Her eyes glossed over and she shuddered. She knew something was going
to happen and when it did her world would change again. It always did
when she got this feeling; she couldn't remember what happened prior
to that, but she would always get these strange, fragmented dreams that
didn't make much sense. She came back out of the semi-trance.
"Ever
felt that there was something else in the world?" Maggie asked.
"Something beyond your limit of vision, something that you were meant
for but were too mundane to see it?"
The question left the group of
girls silent, all of them staring at her like she had dropped a
ball in a football game. Around them the low murmur of the crowd could
still be heard, like background static on a radio show.
"What do you mean, Mags?" Kristella asked.
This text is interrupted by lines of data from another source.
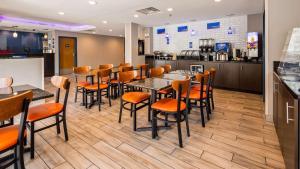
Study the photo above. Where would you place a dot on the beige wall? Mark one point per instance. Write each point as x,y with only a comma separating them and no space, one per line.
93,50
281,17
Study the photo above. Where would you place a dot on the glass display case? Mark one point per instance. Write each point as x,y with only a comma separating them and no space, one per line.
289,67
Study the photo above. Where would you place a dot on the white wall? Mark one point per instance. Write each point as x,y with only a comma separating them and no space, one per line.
134,32
281,17
180,40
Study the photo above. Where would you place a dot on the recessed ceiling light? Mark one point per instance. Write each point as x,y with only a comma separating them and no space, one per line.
170,9
92,2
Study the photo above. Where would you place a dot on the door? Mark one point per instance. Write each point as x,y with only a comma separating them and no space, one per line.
67,55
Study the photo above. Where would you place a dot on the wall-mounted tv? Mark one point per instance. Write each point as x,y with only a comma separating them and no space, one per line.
182,28
161,31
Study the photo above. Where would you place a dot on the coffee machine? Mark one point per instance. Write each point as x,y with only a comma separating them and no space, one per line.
223,51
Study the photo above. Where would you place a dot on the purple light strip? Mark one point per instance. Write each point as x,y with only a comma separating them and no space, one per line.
47,24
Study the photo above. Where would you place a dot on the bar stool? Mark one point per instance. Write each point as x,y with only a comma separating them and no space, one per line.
133,98
80,85
173,106
201,95
100,86
48,110
12,137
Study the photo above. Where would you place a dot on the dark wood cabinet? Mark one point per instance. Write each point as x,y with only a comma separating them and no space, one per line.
285,115
250,77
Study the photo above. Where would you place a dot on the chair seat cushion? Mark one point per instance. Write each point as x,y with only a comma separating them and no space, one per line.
9,136
165,91
194,95
139,78
168,105
83,84
44,111
198,87
95,86
135,97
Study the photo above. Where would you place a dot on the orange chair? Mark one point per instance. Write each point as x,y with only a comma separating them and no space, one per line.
100,86
57,110
201,95
142,67
106,66
174,107
12,137
167,68
157,72
80,85
124,64
133,98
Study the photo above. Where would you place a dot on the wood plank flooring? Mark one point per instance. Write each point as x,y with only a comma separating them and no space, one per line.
237,136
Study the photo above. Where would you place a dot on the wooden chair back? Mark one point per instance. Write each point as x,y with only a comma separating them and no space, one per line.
81,69
124,64
156,72
6,82
185,84
128,76
14,105
106,66
204,77
125,68
167,68
104,74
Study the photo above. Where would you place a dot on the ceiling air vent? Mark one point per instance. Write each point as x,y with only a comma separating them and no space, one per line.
149,11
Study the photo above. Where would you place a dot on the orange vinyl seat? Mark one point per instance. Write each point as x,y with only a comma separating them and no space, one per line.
168,105
9,136
135,97
198,87
83,84
95,86
139,78
43,111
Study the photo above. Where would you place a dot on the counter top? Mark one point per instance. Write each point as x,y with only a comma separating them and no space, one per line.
22,56
293,86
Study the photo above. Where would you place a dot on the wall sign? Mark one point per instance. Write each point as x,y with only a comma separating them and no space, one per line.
182,28
213,25
161,31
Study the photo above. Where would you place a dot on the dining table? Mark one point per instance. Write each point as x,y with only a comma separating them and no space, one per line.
38,94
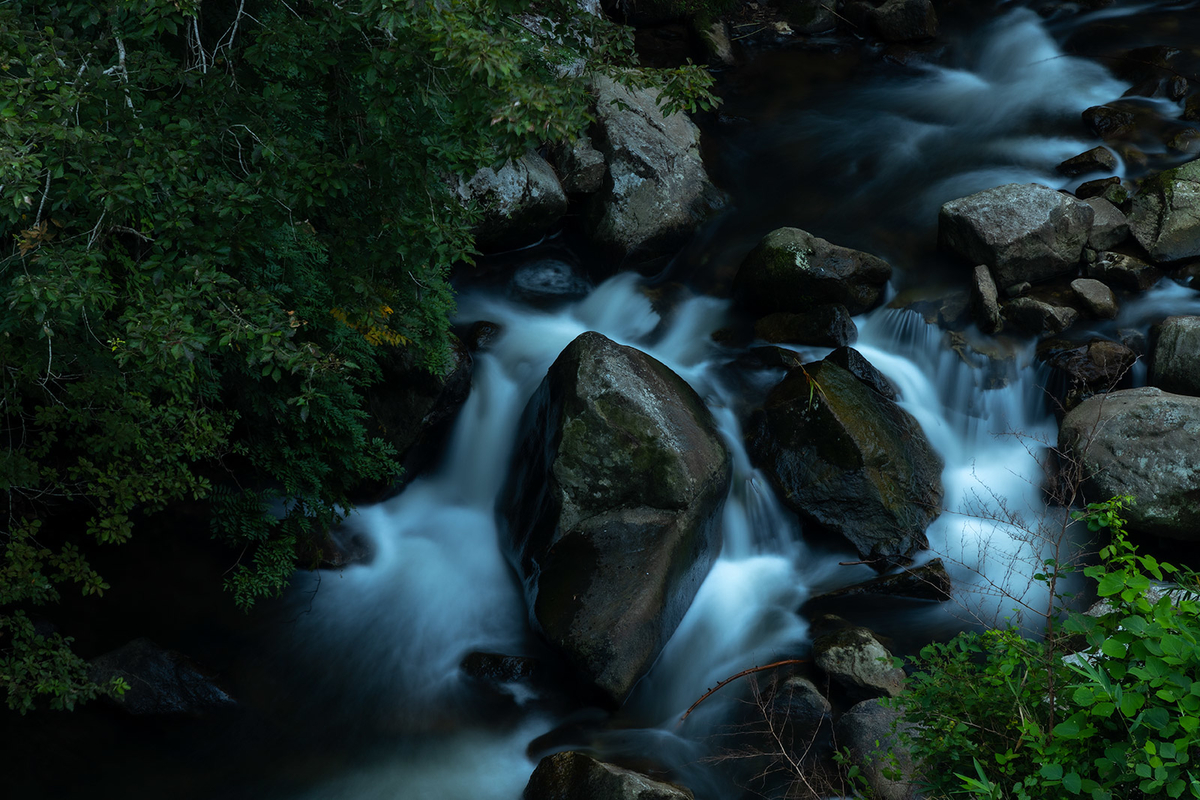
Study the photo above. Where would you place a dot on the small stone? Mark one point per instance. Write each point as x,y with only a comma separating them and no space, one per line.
1097,298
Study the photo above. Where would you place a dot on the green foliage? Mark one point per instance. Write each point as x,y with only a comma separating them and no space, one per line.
1000,715
216,218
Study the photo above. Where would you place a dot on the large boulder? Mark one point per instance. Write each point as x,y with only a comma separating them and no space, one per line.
520,200
1165,217
793,271
1145,443
615,499
657,190
1023,232
162,683
571,775
1176,364
849,461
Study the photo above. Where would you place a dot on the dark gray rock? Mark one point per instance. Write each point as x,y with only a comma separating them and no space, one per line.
521,200
1176,362
162,683
1023,232
1096,296
985,301
1165,217
849,461
1109,227
657,190
613,507
575,776
1145,443
793,271
1097,160
868,731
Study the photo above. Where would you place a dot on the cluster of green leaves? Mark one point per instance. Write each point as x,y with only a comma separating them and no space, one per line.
215,217
1002,716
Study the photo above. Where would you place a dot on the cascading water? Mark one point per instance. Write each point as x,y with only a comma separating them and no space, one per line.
439,587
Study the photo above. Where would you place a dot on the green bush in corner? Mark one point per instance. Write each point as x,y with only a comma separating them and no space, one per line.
1002,716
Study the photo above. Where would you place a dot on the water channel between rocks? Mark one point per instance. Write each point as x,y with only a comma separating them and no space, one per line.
865,167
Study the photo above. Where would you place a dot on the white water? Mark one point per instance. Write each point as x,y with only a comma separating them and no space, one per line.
390,635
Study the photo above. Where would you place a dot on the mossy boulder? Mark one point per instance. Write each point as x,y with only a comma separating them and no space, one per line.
613,507
849,461
1165,217
792,271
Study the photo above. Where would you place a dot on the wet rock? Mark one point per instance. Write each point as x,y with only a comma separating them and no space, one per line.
1038,317
581,166
822,326
1110,188
521,200
1122,271
412,409
1096,298
802,719
1165,217
869,732
574,776
162,683
985,301
1176,362
613,507
1023,232
1110,121
895,20
1089,370
1145,443
793,271
857,661
1097,160
657,190
1109,227
547,282
849,461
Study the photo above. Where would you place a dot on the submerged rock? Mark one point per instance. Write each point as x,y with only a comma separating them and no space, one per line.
575,776
1165,217
655,191
1145,443
793,271
613,511
850,461
1023,232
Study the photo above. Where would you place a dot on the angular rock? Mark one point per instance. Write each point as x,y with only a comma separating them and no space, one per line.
520,202
1176,364
985,301
869,732
1023,232
1097,160
1109,226
1122,271
822,326
856,660
574,776
849,461
1096,298
1037,317
1087,370
613,507
1145,443
657,190
793,271
162,683
581,166
1165,217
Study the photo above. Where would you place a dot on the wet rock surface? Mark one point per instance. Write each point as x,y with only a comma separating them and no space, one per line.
613,507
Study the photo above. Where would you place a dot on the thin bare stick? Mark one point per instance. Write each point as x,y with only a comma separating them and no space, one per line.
741,674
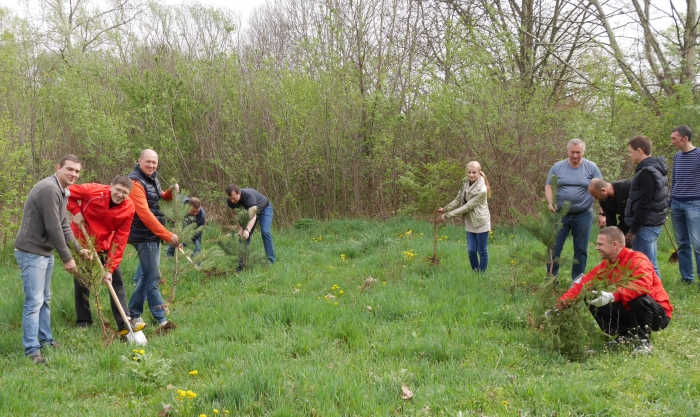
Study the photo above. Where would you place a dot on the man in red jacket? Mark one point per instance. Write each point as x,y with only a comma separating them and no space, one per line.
107,212
636,309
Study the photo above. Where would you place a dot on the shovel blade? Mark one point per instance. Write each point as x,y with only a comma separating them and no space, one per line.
137,337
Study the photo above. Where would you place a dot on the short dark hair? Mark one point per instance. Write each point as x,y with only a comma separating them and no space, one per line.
613,234
122,180
194,202
684,131
641,142
68,157
231,189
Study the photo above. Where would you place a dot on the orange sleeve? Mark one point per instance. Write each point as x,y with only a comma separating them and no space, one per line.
138,196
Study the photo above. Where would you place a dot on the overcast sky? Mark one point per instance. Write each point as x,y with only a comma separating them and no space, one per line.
241,6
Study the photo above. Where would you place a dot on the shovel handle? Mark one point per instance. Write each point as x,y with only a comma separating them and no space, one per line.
109,284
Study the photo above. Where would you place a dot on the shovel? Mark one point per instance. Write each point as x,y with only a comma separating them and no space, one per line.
137,337
674,255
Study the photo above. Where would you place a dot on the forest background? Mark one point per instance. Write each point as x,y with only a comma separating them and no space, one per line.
361,108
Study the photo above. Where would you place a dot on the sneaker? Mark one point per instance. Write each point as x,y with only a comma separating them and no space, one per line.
137,324
620,340
643,348
36,357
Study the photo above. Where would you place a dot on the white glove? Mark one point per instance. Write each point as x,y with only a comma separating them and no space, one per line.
603,299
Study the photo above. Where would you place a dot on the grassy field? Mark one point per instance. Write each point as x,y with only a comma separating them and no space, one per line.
303,338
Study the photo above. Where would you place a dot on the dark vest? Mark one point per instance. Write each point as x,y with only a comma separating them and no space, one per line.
139,231
659,205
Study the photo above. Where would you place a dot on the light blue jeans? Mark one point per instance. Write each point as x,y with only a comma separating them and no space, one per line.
265,221
477,247
645,242
686,227
579,225
36,271
147,287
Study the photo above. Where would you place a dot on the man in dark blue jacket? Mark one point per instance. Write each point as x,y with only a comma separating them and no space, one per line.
645,212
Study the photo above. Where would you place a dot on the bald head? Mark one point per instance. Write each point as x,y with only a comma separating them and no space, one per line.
148,161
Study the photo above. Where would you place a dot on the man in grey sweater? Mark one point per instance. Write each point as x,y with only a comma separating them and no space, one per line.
44,228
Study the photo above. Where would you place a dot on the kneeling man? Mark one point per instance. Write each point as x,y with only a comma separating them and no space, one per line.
632,311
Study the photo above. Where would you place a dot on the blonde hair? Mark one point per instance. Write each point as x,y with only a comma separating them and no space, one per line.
477,166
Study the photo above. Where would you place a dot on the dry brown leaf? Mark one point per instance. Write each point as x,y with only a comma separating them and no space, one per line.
406,393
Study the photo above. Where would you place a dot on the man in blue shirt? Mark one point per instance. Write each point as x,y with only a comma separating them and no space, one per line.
574,174
685,201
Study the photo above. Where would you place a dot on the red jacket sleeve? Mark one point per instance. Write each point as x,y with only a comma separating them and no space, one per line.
575,289
138,196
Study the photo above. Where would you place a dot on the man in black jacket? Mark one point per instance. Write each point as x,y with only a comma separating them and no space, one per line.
612,197
645,212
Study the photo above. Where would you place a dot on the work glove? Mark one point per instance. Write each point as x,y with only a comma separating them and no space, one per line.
604,298
551,312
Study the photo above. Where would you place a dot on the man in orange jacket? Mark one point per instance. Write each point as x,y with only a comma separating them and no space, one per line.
147,230
107,212
632,311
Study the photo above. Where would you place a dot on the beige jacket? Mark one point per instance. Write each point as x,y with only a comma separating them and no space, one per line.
471,203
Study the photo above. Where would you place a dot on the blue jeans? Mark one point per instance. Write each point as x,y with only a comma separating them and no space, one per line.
686,227
170,251
36,271
645,242
478,252
265,221
147,287
579,225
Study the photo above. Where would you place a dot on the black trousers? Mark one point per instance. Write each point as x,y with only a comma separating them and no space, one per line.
644,316
82,299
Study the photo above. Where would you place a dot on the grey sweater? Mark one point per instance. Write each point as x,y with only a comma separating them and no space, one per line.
44,222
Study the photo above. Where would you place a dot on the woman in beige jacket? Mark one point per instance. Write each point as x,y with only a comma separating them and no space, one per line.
471,204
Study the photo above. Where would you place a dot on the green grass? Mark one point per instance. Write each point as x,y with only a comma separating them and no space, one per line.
268,342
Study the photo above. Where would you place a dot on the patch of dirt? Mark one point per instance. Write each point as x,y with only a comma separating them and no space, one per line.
162,331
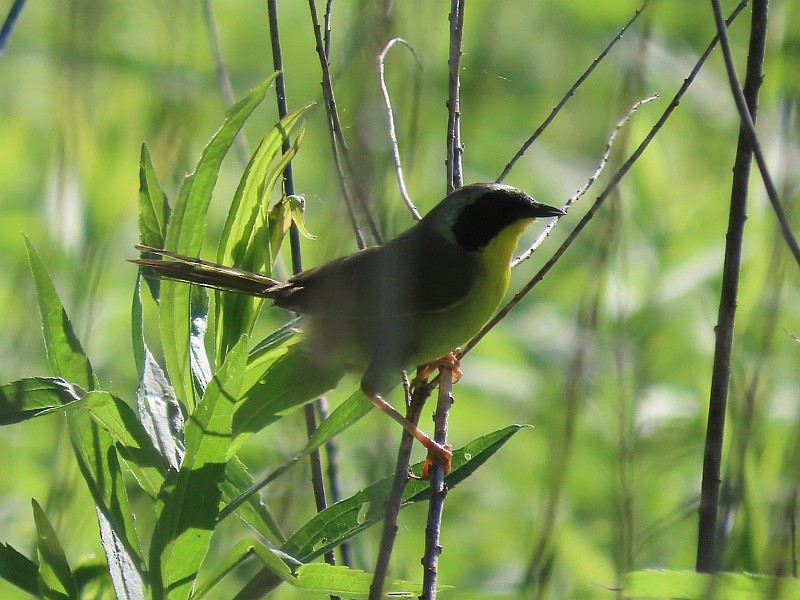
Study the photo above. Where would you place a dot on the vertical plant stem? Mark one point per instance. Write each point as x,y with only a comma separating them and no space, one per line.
455,179
294,241
395,497
708,546
223,78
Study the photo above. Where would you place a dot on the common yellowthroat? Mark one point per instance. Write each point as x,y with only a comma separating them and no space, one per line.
405,303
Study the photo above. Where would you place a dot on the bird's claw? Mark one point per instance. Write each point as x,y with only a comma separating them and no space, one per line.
449,360
441,454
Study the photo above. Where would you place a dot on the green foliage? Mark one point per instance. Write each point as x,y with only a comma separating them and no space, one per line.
610,358
182,455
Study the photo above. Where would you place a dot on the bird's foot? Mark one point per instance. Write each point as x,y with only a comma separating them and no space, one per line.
449,360
441,454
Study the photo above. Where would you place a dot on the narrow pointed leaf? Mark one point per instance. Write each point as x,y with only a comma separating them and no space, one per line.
160,413
55,576
125,577
64,350
132,441
278,381
19,570
271,559
345,519
93,447
189,501
34,397
184,235
244,241
153,205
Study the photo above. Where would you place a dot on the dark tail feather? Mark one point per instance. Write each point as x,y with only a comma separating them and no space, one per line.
200,272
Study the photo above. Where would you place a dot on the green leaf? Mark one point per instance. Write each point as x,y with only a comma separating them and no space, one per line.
350,583
198,357
184,235
55,577
19,570
153,211
153,205
160,413
245,238
297,210
132,441
253,511
99,464
693,585
137,325
272,559
125,576
36,396
64,350
346,414
93,447
189,502
348,517
278,380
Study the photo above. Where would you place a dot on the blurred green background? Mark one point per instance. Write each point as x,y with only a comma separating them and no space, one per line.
610,358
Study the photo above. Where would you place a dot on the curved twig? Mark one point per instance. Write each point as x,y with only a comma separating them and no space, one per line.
621,172
750,131
580,193
570,92
398,169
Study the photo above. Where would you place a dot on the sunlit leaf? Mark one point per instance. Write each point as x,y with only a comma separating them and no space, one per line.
34,397
348,517
189,501
18,569
184,235
55,576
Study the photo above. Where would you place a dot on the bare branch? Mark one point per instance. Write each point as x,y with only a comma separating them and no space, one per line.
623,170
398,169
570,92
708,542
750,131
580,193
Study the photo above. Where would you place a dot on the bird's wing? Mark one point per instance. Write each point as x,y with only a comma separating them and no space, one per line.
417,272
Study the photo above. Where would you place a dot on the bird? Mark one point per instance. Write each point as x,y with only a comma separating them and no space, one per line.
406,303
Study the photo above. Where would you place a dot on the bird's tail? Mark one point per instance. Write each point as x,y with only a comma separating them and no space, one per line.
201,272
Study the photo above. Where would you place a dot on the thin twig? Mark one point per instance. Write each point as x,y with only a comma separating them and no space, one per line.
297,263
570,92
708,544
612,184
398,169
395,498
8,24
326,19
332,452
223,78
341,153
455,177
580,193
749,129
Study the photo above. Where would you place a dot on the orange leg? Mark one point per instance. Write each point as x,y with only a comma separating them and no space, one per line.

She was just a grade younger than Maggie.
"Oh,
here she goes being a Brodie again," Deborah muttered. "Don't get
her going Kris, she's off on one of her dindy dreams."
The girls
all sat around the cafeteria table, their uniforms pleated and pressed.
Sister Mary was patrolling the upper tier, so the girls where clear to
discuss whatever struck their fancy until the penguin returned.
Maggie
didn't bat an eye at Deborah, but continued on her merry train of
thought. "The world itself is a mystery. With events and new discoveries happening every day."
"Yeah," said Edith. "My dad heard this
radio broadcast last night that nearly scared the hell out of him, until
he found out that it was just a play by Orson Welles. Until the end of
the broadcast he thought the we were being invaded!"